Information Management in the Cloud (Dagstuhl Seminar 11321)

Cloud computing is emerging as a new paradigm for highly scalable, fault-tolerant, and adaptable computing on large clusters of off-the-shelf computers. Cloud architectures strive to massively parallelize complex processing tasks through a computational model motivated by functional programming. They provide highly available storage and compute capacity through distribution and redundancy. Most importantly, Cloud architectures adapt to changing requirements by dynamically provisioning new (virtualized) compute or storage nodes. Economies of scale enable cloud providers to provide compute and storage powers to a multitude of users. On the infrastructure side, such a model has been pioneered by Amazon with EC2, whereas software as a service on cloud infrastructures with multi-tenancy has been pioneered by Salesforce.com. The Dagstuhl Seminar 11321 ``Information Management in the Cloud'' brought together a diverse set of researchers and practitioners with a broad range of expertise.
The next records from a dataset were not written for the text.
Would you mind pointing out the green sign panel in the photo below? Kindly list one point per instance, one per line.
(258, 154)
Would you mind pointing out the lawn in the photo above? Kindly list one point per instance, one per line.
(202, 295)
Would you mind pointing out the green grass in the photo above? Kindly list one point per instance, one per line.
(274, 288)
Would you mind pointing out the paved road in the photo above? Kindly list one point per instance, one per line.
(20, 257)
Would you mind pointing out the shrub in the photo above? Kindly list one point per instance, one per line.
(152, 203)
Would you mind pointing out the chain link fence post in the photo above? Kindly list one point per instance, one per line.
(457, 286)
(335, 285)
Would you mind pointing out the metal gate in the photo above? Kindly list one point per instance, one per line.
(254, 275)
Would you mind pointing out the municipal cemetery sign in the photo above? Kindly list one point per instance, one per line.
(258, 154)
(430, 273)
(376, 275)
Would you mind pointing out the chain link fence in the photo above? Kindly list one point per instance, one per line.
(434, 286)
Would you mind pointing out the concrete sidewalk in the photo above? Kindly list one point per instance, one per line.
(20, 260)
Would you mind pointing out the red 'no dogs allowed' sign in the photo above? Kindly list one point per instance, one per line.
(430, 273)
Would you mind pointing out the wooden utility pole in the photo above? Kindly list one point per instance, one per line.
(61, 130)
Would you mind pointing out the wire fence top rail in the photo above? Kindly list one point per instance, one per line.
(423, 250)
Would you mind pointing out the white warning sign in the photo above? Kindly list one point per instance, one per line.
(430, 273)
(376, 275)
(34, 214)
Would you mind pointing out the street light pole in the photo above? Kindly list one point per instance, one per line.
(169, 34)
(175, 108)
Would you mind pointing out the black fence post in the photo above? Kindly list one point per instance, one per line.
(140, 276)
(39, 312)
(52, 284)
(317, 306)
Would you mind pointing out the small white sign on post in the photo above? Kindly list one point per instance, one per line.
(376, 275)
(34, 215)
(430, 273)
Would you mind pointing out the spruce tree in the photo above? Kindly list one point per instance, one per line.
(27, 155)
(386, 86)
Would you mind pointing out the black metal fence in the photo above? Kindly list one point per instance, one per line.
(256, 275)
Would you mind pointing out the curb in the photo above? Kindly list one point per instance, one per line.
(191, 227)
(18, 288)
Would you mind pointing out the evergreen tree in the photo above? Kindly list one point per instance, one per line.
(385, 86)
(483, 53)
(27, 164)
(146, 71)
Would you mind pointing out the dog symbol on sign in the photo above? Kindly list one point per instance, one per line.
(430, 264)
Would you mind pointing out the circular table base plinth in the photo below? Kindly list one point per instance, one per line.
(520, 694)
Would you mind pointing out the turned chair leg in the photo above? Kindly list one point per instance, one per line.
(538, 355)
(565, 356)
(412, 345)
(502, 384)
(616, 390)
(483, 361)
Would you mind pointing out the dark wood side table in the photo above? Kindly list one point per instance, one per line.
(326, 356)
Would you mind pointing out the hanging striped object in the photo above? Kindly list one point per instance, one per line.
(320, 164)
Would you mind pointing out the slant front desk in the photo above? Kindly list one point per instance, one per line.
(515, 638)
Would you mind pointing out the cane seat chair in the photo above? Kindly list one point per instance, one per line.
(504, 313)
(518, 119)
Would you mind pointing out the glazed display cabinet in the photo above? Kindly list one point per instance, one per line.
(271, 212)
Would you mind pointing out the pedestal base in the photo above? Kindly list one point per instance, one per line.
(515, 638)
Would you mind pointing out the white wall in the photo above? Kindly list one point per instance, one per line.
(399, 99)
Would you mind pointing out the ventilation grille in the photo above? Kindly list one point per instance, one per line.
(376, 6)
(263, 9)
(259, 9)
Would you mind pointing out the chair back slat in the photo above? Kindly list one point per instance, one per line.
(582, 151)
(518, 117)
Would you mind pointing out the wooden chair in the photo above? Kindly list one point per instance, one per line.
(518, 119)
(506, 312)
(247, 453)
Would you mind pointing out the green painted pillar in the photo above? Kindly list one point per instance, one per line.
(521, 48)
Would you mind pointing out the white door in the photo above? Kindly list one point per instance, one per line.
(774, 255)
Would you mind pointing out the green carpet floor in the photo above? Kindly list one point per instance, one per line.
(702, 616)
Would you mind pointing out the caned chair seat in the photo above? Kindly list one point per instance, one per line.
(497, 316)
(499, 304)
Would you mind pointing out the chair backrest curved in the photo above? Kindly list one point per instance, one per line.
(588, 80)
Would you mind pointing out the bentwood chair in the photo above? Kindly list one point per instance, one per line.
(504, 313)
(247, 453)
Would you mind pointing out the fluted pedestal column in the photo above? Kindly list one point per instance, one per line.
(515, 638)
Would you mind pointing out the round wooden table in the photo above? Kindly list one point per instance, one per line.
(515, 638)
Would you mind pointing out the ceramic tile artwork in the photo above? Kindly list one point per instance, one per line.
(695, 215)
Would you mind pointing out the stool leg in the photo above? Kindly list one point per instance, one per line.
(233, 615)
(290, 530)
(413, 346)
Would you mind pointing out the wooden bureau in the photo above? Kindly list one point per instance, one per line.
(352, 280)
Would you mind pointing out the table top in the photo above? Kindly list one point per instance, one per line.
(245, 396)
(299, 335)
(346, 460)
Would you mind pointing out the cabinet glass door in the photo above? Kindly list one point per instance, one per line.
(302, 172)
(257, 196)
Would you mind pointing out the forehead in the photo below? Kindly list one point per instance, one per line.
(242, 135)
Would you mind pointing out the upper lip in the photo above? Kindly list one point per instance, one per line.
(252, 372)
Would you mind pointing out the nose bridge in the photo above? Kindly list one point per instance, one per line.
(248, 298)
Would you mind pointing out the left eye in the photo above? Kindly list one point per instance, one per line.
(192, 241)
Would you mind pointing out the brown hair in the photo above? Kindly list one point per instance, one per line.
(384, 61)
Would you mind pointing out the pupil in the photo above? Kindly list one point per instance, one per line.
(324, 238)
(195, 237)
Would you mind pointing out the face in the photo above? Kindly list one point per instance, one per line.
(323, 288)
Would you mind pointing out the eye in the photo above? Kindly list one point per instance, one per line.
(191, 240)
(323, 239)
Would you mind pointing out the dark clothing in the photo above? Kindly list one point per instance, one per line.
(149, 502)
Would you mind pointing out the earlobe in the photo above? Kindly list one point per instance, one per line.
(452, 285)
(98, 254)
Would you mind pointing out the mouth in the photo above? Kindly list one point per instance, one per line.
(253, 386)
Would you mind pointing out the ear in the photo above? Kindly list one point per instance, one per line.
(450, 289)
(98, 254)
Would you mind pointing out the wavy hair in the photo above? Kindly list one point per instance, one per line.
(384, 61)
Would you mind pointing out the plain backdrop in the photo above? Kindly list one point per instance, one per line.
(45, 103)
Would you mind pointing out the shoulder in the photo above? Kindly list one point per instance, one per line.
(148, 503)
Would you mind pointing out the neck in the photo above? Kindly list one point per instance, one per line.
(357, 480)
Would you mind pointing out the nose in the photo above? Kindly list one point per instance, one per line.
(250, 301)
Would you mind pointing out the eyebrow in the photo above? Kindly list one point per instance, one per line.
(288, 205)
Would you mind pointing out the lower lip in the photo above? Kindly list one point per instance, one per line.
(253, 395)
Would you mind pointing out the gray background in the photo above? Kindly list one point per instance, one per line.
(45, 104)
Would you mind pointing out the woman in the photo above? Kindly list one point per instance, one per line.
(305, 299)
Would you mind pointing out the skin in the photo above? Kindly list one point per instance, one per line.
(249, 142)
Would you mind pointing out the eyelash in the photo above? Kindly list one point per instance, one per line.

The purpose of this seminar was to consider and to discuss causes, opportunities, and solutions for technologies, and architectures that enable cloud information management. The scope ranged from web-scale log file analysis using cluster computing techniques to dynamic provisioning of resources in data centers, covering topics from the areas of analytical and transactional processing, parallelization of large scale data and compute intensive operations as well as implementation techniques for fault tolerance.